You are given a positive integer num. Your task is to determine whether this number is a perfect square or not. Return true if it is a perfect square, otherwise return false.

A perfect square is an integer that can be expressed as the product of some integer with itself. For example:

• 16 is a perfect square because 4 × 4 = 16
• 25 is a perfect square because 5 × 5 = 25
• 14 is not a perfect square because there's no integer that when multiplied by itself equals 14

The constraint is that you cannot use any built-in library functions like sqrt to solve this problem. You need to implement your own logic to check if the given number is a perfect square.

The solution uses binary search to find if there exists an integer x such that x × x = num. It searches for the smallest integer whose square is greater than or equal to num. If that integer's square exactly equals num, then num is a perfect square.

Since we need to find if there exists an integer x where x * x = num, we essentially need to search for this value x in the range from 1 to num.

The key insight is that if num is a perfect square, then its square root must be an integer between 1 and num. Instead of checking every single number from 1 to num (which would be inefficient for large numbers), we can use binary search to quickly narrow down our search space.

Why does binary search work here? Because the function f(x) = x * x is monotonically increasing - as x increases, x * x also increases.

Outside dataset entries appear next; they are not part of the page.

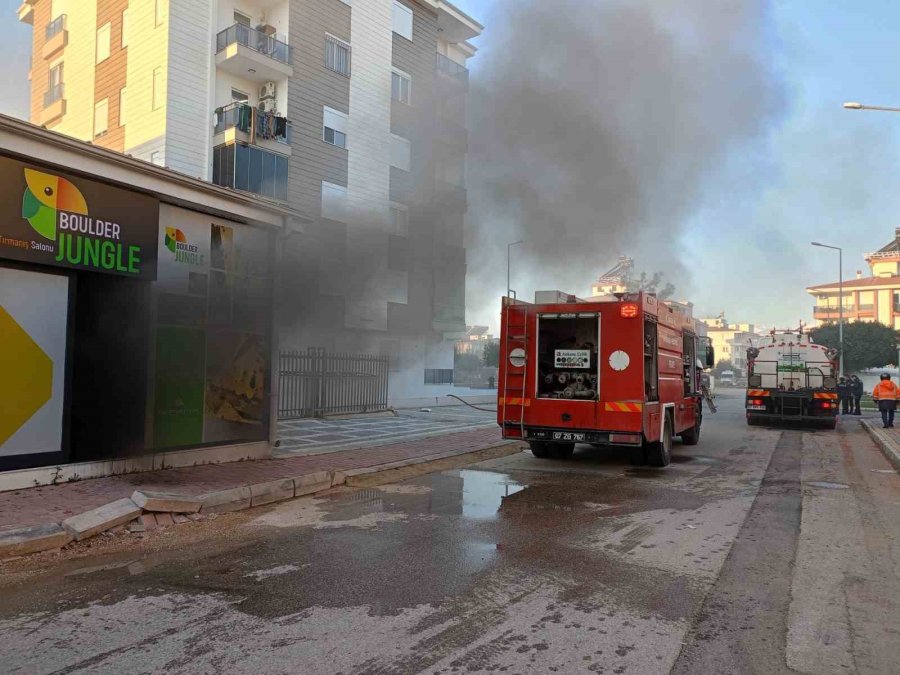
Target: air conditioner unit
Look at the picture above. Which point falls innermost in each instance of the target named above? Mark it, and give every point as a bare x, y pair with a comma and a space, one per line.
267, 105
268, 90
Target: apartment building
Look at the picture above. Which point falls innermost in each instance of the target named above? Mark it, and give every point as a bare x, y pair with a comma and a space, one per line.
875, 297
351, 112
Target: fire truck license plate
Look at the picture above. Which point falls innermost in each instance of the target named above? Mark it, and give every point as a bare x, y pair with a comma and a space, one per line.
567, 436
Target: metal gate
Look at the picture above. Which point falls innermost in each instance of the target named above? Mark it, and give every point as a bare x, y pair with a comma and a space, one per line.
315, 383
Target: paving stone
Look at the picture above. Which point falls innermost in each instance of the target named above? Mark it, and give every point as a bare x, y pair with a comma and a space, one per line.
272, 491
164, 519
165, 502
32, 539
223, 501
102, 518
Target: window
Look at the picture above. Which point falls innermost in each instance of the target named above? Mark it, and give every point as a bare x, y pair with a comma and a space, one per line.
399, 219
402, 20
439, 376
103, 42
334, 127
56, 75
334, 201
337, 55
400, 86
101, 117
400, 152
158, 94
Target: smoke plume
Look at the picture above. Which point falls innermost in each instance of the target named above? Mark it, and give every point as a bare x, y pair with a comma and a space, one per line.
594, 127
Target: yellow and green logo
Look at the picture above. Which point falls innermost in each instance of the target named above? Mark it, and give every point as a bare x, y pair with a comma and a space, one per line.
45, 195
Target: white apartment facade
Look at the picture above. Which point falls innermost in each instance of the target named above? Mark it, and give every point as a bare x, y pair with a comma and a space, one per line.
351, 112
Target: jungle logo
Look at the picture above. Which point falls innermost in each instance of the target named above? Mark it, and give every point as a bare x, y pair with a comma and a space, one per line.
46, 194
184, 251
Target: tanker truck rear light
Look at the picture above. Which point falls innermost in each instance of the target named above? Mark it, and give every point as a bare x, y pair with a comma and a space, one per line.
629, 311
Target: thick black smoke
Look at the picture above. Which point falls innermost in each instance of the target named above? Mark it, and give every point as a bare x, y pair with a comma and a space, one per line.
594, 127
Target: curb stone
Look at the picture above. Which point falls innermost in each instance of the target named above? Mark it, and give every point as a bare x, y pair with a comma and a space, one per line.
889, 448
102, 518
33, 539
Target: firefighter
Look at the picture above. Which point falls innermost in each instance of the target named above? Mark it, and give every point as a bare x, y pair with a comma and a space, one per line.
857, 389
885, 392
844, 395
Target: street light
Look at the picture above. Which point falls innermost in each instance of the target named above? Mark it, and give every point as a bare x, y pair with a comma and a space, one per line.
854, 105
508, 252
840, 302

This means if we pick a middle value and compute its square:

• If the square is less than num, we know we need to search in the higher half
• If the square is greater than num, we need to search in the lower half
• If the square equals num, we've found our answer

The solution cleverly uses bisect_left with a key function lambda x: x * x to find the position where num would fit in the sequence of perfect squares [1, 4, 9, 16, 25, ...]. This gives us the smallest integer l such that l * l >= num. Finally, we just need to check if l * l exactly equals num - if it does, then num is a perfect square; otherwise, it's not.

This approach reduces the time complexity from O(num) for a linear search to O(log num) using binary search.

The solution implements a binary search approach to find if a number is a perfect square. Here's how the implementation works:

Binary Search Setup: The code uses Python's bisect_left function to perform the binary search. The search range is set from 1 to num, represented as range(1, num + 1).

Key Function: The crucial part is the key=lambda x: x * x parameter. This transforms our search space - instead of searching through the numbers [1, 2, 3, ..., num], we're effectively searching through their squares [1, 4, 9, ..., num²].

Finding the Position: bisect_left finds the leftmost position where num would fit in the sequence of perfect squares. Since bisect_left returns a 0-based index and our range starts at 1, we add 1 to get the actual value: l = bisect_left(...) + 1.

Verification: After finding l, we check if l * l == num. If this condition is true, it means num is exactly the square of l, making it a perfect square.

Example Walkthrough:

• For num = 16: The binary search finds that 16 fits at position 3 (0-indexed) in the sequence [1, 4, 9, 16, 25, ...]. Adding 1 gives us l = 4. Since 4 * 4 = 16, the function returns true.
• For num = 14: The binary search finds that 14 would fit between 9 and 16. It returns position 3, giving us l = 4. Since 4 * 4 = 16 ≠ 14, the function returns false.

The time complexity is O(log num) due to the binary search, and the space complexity is O(1) as we only use a constant amount of extra space.